The basic argument of "show don't tell," a popular adage in creative writing courses, is that readers (viewers, in this case) respond more viscerally to narrative moments that don't attempt to explain themselves. We don't want Walt to announce his rage; we want to notice the specific way he clenches his jaw. Film's hyper-selectivity can sometimes feel contrived in this regard; from years of movie-going, we have a subconscious, if not conscious sense of the weight necessary in a given scene and the embedded limitations therein -- only so much can happen in two hours. On the other hand, we'll have spent almost 50 hours with Breaking Bad by its finale, allowing Walt and Co. ample time to gracefully insinuate themselves into our psyches. The lack of prescribed plot movement in the long form also means that, when big moments of change do take place, they stand out as some of the most gripping in the whole series. This is where Bryan Cranston deserves his due, growing mannerisms, tics, and ways of speaking to mirror the alteration Walt undergoes, while still dovetailing with the bumbling, exasperated killjoy of earlier seasons.

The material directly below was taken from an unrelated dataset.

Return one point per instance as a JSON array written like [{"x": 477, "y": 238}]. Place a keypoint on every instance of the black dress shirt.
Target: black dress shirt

Based on the resonance of Tony Soprano, Walter White's impact on future programming is inevitable. In the same way that Macbeth and Michael Corleone revolutionized the respective genres from which they emerged, White has altered the scope of what is possible in dramatic television, and, though he may not be the progenitor of the downfall narrative, he's certainly the most thorough examination to ever exist in visual form. We learn so much about him in the expressive spaces of television -- moments that would be too slight to exist comfortably in film or theatre and too intrinsically visual for literature. By the show's long-awaited finale this September, Walter White will have made the most resounding argument for serial television this side of The Wire, pushing us to experience the weight of human life not in moments of transcendence, but through the nuance of its mucky, undirected motion.